Snares Penguins on Stamps
The Snares Penguin (Eudyptes robustus), also known as the Snares Crested Penguin and the Snares Islands Penguin, is a penguin from New Zealand. The species breeds on The Snares, a group of islands off the southern coast of the South Island. This is a medium-small, yellow-crested penguin, at a size of 50-70 cm and a weight of 2.5–4 kg. It has dark blue-black upperparts and white underparts. It has a bright yellow eyebrow-stripe which extends over the eye to form a drooping, bushy crest. It has bare pink skin at the base of its large red-brown bill.
This penguin nests in small (10 nests) to large (1200 nests) colonies under forest cover or the open. Main colonies are located on North East Island, other colonies are established on Broughton Island as well as the rocky Western Chain. The Snares Penguin's main prey is krill, supplemented by squid and small fish. The species is currently rated as 'vulnerable' by the IUCN as its breeding range is restricted to one small island group. The current population is estimated at around 25,000 breeding pairs.

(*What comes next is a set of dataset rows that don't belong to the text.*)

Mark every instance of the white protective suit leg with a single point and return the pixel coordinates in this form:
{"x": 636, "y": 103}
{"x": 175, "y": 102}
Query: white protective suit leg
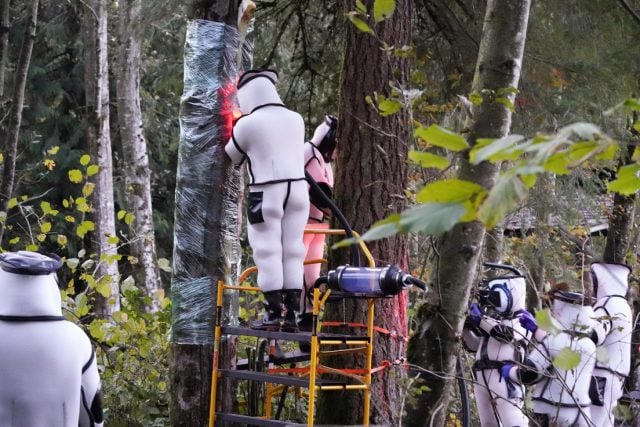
{"x": 293, "y": 223}
{"x": 602, "y": 416}
{"x": 275, "y": 233}
{"x": 495, "y": 408}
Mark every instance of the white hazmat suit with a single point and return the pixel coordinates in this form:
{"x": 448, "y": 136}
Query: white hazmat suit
{"x": 561, "y": 395}
{"x": 612, "y": 333}
{"x": 499, "y": 340}
{"x": 270, "y": 139}
{"x": 48, "y": 371}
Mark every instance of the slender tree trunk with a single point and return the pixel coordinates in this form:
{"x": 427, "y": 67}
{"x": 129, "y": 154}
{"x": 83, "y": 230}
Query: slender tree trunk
{"x": 371, "y": 173}
{"x": 4, "y": 41}
{"x": 207, "y": 217}
{"x": 99, "y": 140}
{"x": 436, "y": 343}
{"x": 137, "y": 178}
{"x": 15, "y": 113}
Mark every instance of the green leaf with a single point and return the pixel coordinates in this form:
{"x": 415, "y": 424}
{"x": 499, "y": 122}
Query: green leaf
{"x": 557, "y": 163}
{"x": 628, "y": 181}
{"x": 428, "y": 160}
{"x": 382, "y": 9}
{"x": 506, "y": 102}
{"x": 505, "y": 196}
{"x": 92, "y": 170}
{"x": 566, "y": 359}
{"x": 545, "y": 322}
{"x": 164, "y": 265}
{"x": 75, "y": 176}
{"x": 505, "y": 148}
{"x": 450, "y": 191}
{"x": 359, "y": 23}
{"x": 441, "y": 137}
{"x": 388, "y": 106}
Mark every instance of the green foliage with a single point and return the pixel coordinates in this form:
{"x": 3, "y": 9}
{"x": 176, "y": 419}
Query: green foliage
{"x": 566, "y": 359}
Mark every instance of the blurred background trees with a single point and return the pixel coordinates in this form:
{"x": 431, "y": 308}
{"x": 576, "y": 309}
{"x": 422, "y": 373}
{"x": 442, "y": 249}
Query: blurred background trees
{"x": 580, "y": 62}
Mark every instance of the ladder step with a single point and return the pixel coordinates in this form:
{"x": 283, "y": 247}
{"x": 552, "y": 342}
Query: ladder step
{"x": 292, "y": 336}
{"x": 290, "y": 380}
{"x": 289, "y": 357}
{"x": 252, "y": 421}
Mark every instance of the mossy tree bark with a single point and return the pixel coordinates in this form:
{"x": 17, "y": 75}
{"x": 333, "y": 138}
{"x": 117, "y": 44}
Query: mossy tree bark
{"x": 436, "y": 343}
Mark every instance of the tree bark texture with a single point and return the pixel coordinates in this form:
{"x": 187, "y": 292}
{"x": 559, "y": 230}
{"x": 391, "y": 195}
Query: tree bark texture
{"x": 207, "y": 217}
{"x": 621, "y": 220}
{"x": 96, "y": 75}
{"x": 137, "y": 177}
{"x": 15, "y": 113}
{"x": 436, "y": 343}
{"x": 4, "y": 41}
{"x": 371, "y": 173}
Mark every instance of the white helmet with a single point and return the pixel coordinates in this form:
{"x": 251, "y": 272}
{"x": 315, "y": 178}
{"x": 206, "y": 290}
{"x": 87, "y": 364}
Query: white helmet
{"x": 609, "y": 279}
{"x": 257, "y": 88}
{"x": 29, "y": 284}
{"x": 506, "y": 295}
{"x": 573, "y": 311}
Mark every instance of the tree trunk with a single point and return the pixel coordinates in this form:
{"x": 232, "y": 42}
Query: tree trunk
{"x": 137, "y": 178}
{"x": 15, "y": 113}
{"x": 207, "y": 217}
{"x": 371, "y": 173}
{"x": 436, "y": 342}
{"x": 97, "y": 115}
{"x": 4, "y": 41}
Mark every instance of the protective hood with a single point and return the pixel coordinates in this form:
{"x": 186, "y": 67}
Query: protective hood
{"x": 573, "y": 312}
{"x": 609, "y": 279}
{"x": 256, "y": 88}
{"x": 29, "y": 285}
{"x": 507, "y": 294}
{"x": 324, "y": 137}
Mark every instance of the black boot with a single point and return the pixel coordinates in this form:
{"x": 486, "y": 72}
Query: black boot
{"x": 292, "y": 304}
{"x": 305, "y": 324}
{"x": 273, "y": 312}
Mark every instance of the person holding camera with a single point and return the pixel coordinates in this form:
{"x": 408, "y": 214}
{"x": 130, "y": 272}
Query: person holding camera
{"x": 492, "y": 329}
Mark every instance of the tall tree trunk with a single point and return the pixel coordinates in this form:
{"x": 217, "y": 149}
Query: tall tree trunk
{"x": 371, "y": 173}
{"x": 4, "y": 41}
{"x": 137, "y": 178}
{"x": 436, "y": 342}
{"x": 207, "y": 217}
{"x": 96, "y": 76}
{"x": 15, "y": 113}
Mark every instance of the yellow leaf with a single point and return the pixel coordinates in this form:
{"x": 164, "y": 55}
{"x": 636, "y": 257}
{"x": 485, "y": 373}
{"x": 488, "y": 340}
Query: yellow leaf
{"x": 88, "y": 189}
{"x": 75, "y": 176}
{"x": 92, "y": 170}
{"x": 62, "y": 240}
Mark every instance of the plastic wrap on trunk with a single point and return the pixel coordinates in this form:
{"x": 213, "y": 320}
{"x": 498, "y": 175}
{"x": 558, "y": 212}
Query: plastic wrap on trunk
{"x": 208, "y": 190}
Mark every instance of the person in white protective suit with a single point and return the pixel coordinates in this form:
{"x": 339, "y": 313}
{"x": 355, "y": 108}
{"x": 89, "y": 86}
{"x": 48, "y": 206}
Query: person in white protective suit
{"x": 561, "y": 396}
{"x": 48, "y": 371}
{"x": 318, "y": 155}
{"x": 270, "y": 139}
{"x": 498, "y": 339}
{"x": 613, "y": 333}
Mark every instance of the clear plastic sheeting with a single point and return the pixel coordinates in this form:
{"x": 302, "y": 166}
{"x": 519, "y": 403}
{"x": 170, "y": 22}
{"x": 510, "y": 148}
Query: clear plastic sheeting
{"x": 208, "y": 189}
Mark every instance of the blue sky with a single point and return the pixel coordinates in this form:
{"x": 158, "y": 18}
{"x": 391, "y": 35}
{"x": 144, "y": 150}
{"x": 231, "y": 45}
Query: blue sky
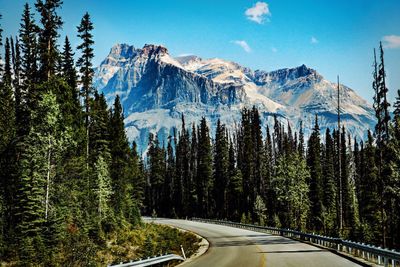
{"x": 333, "y": 37}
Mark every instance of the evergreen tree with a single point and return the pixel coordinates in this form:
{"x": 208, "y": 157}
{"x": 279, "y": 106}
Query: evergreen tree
{"x": 119, "y": 167}
{"x": 7, "y": 76}
{"x": 204, "y": 171}
{"x": 329, "y": 185}
{"x": 258, "y": 151}
{"x": 292, "y": 191}
{"x": 248, "y": 161}
{"x": 168, "y": 180}
{"x": 68, "y": 66}
{"x": 221, "y": 164}
{"x": 156, "y": 165}
{"x": 103, "y": 189}
{"x": 234, "y": 193}
{"x": 1, "y": 44}
{"x": 51, "y": 23}
{"x": 315, "y": 182}
{"x": 99, "y": 129}
{"x": 86, "y": 68}
{"x": 36, "y": 170}
{"x": 28, "y": 95}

The Snares Penguin is often compared to the Fiordland Penguin (Eudyptes Pachyrhynchus), which is related by the genus of Crested Penguins (Eudyptes). Snares Penguins can be distinguished from Fiordland Penguins by a patch of skin at the base of their beaks. The Snares Penguin is similarly colored to other species of penguins, having a black head, back and flippers with a white belly. A bright-yellow crest, beginning at the base of the bill, runs along the upper part of the head on both sides and ends at the back of the head. It has a thick reddish-brown beak, traced with light pink skin at the base. The eyes are generally described as a bright red-brown color, but this coloration can vary somewhat between individuals and in different lighting. The color patterns under the wings differ from individual to individual, so it is not a good characteristic for species identification.

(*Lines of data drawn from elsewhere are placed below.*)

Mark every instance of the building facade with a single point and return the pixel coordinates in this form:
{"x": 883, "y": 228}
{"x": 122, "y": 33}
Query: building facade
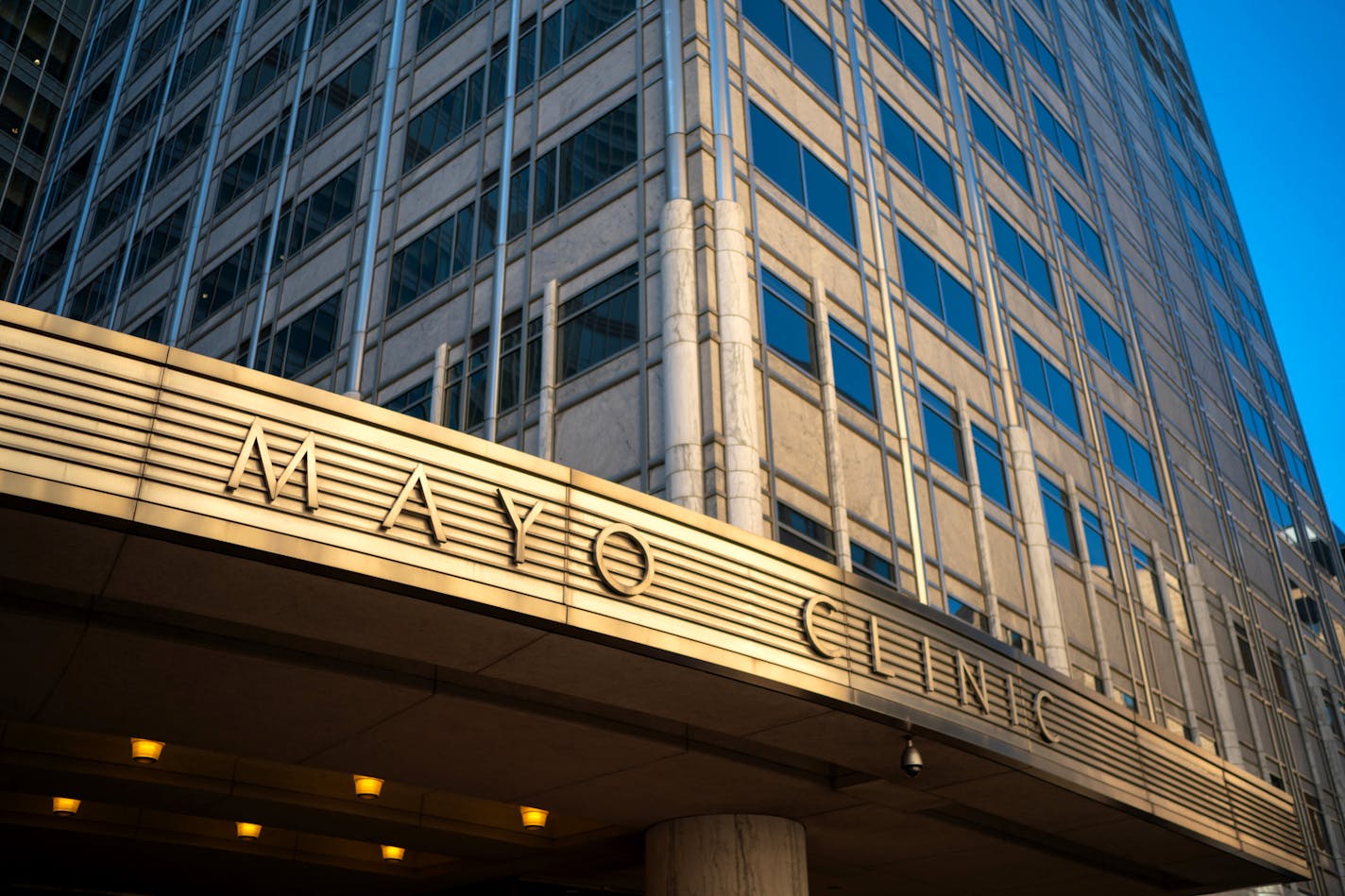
{"x": 950, "y": 296}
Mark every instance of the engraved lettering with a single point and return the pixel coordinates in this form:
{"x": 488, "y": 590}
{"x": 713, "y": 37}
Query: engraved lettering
{"x": 971, "y": 686}
{"x": 809, "y": 626}
{"x": 417, "y": 478}
{"x": 605, "y": 572}
{"x": 1039, "y": 703}
{"x": 520, "y": 525}
{"x": 275, "y": 484}
{"x": 876, "y": 649}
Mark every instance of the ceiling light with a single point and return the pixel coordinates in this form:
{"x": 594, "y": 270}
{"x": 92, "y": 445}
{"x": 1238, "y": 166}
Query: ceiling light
{"x": 145, "y": 751}
{"x": 367, "y": 787}
{"x": 533, "y": 819}
{"x": 65, "y": 806}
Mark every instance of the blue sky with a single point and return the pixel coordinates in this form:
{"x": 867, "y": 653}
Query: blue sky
{"x": 1272, "y": 78}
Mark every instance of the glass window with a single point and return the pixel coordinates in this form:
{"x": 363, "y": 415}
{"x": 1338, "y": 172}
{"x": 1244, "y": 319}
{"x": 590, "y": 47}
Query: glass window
{"x": 796, "y": 40}
{"x": 1081, "y": 231}
{"x": 917, "y": 157}
{"x": 1244, "y": 650}
{"x": 599, "y": 323}
{"x": 415, "y": 401}
{"x": 999, "y": 145}
{"x": 303, "y": 342}
{"x": 967, "y": 614}
{"x": 787, "y": 320}
{"x": 1207, "y": 259}
{"x": 1132, "y": 458}
{"x": 1020, "y": 257}
{"x": 980, "y": 47}
{"x": 852, "y": 367}
{"x": 1230, "y": 336}
{"x": 990, "y": 465}
{"x": 1252, "y": 420}
{"x": 903, "y": 42}
{"x": 1104, "y": 339}
{"x": 1055, "y": 506}
{"x": 943, "y": 433}
{"x": 1047, "y": 383}
{"x": 935, "y": 288}
{"x": 1095, "y": 540}
{"x": 800, "y": 174}
{"x": 1039, "y": 50}
{"x": 438, "y": 16}
{"x": 872, "y": 564}
{"x": 799, "y": 531}
{"x": 1057, "y": 136}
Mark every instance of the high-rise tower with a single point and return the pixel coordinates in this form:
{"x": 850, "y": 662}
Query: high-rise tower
{"x": 948, "y": 295}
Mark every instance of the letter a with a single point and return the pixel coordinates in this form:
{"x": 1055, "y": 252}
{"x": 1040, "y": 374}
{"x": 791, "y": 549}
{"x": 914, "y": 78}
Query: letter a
{"x": 427, "y": 493}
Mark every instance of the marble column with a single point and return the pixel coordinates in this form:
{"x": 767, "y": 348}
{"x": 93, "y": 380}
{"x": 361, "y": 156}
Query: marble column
{"x": 725, "y": 855}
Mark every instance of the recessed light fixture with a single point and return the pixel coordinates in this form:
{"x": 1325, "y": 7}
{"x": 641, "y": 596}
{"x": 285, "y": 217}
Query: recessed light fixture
{"x": 533, "y": 819}
{"x": 65, "y": 806}
{"x": 367, "y": 787}
{"x": 145, "y": 751}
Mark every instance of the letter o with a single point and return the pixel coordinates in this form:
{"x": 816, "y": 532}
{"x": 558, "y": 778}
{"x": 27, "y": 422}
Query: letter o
{"x": 605, "y": 575}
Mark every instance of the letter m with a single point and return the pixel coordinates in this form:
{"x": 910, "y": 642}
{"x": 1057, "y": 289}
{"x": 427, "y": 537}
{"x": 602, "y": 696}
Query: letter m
{"x": 257, "y": 437}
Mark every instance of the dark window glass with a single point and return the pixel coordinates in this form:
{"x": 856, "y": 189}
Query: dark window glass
{"x": 1020, "y": 257}
{"x": 787, "y": 319}
{"x": 315, "y": 215}
{"x": 303, "y": 342}
{"x": 175, "y": 148}
{"x": 903, "y": 42}
{"x": 935, "y": 288}
{"x": 444, "y": 120}
{"x": 999, "y": 144}
{"x": 1253, "y": 420}
{"x": 1104, "y": 339}
{"x": 228, "y": 280}
{"x": 990, "y": 465}
{"x": 799, "y": 531}
{"x": 917, "y": 157}
{"x": 415, "y": 401}
{"x": 1132, "y": 458}
{"x": 438, "y": 16}
{"x": 596, "y": 154}
{"x": 158, "y": 243}
{"x": 1047, "y": 383}
{"x": 980, "y": 47}
{"x": 18, "y": 196}
{"x": 943, "y": 434}
{"x": 1060, "y": 526}
{"x": 1244, "y": 650}
{"x": 872, "y": 564}
{"x": 599, "y": 323}
{"x": 264, "y": 73}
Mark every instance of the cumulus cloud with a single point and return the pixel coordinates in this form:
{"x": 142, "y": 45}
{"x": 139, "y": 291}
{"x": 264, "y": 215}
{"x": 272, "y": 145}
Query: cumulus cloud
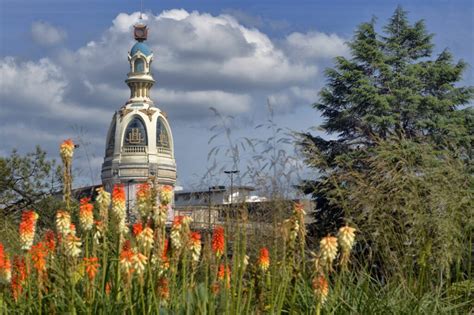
{"x": 46, "y": 34}
{"x": 315, "y": 45}
{"x": 200, "y": 61}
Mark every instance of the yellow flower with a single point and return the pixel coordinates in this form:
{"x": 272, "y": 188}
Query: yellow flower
{"x": 67, "y": 149}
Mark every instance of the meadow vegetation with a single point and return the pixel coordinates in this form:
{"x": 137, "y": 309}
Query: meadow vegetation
{"x": 393, "y": 218}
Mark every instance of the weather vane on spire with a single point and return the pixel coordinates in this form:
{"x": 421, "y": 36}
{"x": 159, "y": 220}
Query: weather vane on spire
{"x": 140, "y": 31}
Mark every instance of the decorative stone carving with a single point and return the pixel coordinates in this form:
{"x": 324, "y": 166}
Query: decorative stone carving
{"x": 123, "y": 112}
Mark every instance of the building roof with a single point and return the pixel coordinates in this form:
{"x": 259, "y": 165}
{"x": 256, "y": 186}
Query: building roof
{"x": 214, "y": 189}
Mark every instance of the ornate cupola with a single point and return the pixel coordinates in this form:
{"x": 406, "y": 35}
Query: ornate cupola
{"x": 139, "y": 142}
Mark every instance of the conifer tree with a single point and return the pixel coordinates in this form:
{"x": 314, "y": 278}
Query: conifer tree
{"x": 392, "y": 87}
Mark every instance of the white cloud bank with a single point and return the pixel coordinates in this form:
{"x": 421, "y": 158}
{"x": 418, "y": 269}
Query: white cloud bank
{"x": 46, "y": 34}
{"x": 200, "y": 60}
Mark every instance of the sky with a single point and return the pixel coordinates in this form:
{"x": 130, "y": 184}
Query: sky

The penguin can make a large variety of vocal noises. It is difficult to verbally describe these noises, but they range from hisses and explosive cries when threatened to rhythmical braying and trumpeting sounds that can be heard from long distances at sea.
The Snares Penguin is named after the place in which it breeds—the Snares Islands. The Snares Islands are a small group of islands off the coast of southern New Zealand. Although little is known of their range and migration outside of the breeding season, it is not thought that they migrate far in the winters. Occasional sitings have occurred on the coasts of Tasmania, southern Australia, the Chatham Islands, Stewart Island, and the southern New Zealand mainland. There are approximately 25,000 living pairs of Snares Penguins.

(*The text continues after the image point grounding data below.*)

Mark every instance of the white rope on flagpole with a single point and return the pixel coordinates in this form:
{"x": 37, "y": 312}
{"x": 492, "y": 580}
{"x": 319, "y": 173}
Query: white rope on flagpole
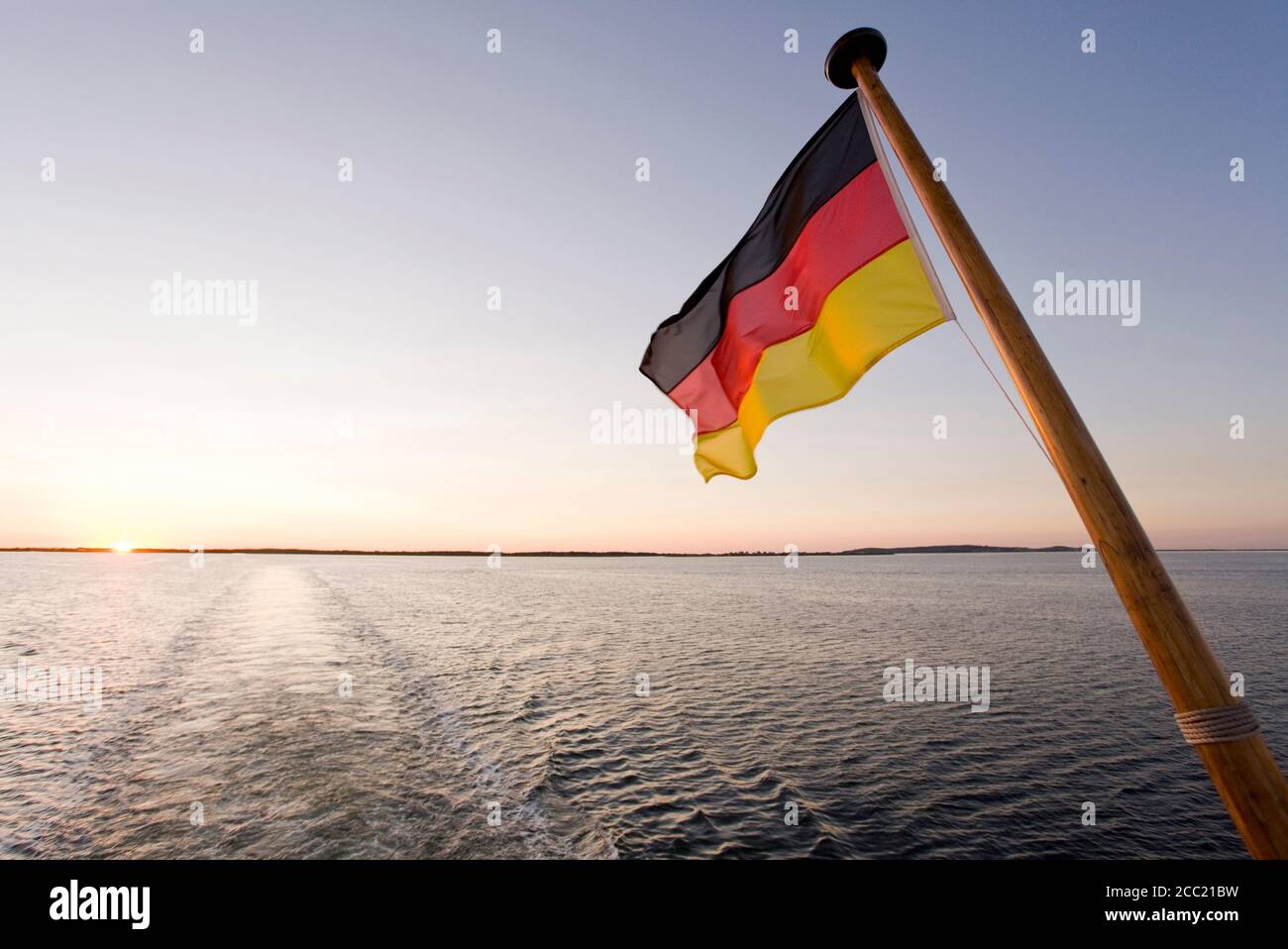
{"x": 1006, "y": 394}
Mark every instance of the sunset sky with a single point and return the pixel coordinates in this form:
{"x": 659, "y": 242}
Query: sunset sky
{"x": 376, "y": 402}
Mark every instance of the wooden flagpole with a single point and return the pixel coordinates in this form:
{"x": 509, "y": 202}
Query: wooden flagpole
{"x": 1240, "y": 765}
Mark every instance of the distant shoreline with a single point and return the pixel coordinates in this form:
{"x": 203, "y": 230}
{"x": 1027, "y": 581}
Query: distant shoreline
{"x": 857, "y": 551}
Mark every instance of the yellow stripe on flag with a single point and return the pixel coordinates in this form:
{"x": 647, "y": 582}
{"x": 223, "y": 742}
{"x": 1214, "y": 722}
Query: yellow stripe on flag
{"x": 880, "y": 307}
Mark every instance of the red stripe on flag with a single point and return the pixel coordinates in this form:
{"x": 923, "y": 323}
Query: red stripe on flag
{"x": 858, "y": 224}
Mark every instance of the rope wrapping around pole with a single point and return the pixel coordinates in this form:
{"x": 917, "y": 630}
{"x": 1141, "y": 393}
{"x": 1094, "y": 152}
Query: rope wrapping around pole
{"x": 1216, "y": 725}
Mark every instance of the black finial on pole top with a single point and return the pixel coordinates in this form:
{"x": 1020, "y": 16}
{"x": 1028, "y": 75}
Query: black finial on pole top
{"x": 863, "y": 42}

Snares Penguins nest in dense colonies under the tree cover of the Olearia forests or on coastal rocks. To build a nest, the penguins dig up shallow holes in the ground and layer the bottom with grass, leaves, twigs, peat, or pebbles. A small rim of mud is added to the rim of the nest to raise it above ground level. Vegetation at nesting sites dies dues to the dense nesting activities, and the colony moves to a new nesting site. Colonies nesting near streams may have some advantage, as the stream provides water for drinking and bathing. However, it is not essential that nesting colonies are located near a stream since many are far from any stream.
Although Snares Penguins are not currently threatened, they are considered a vulnerable species. If a threat arose, it could quickly wipe out their population because their breeding grounds are confined to a small island group. Possible threats include the introduction of a new predator, overfishing around the islands that would deplete their food source, increasing water temperatures from global warming driving prey away, and pollution.The New Zealand government has taken action to protect the Snares Islands habitats and marine feeding grounds.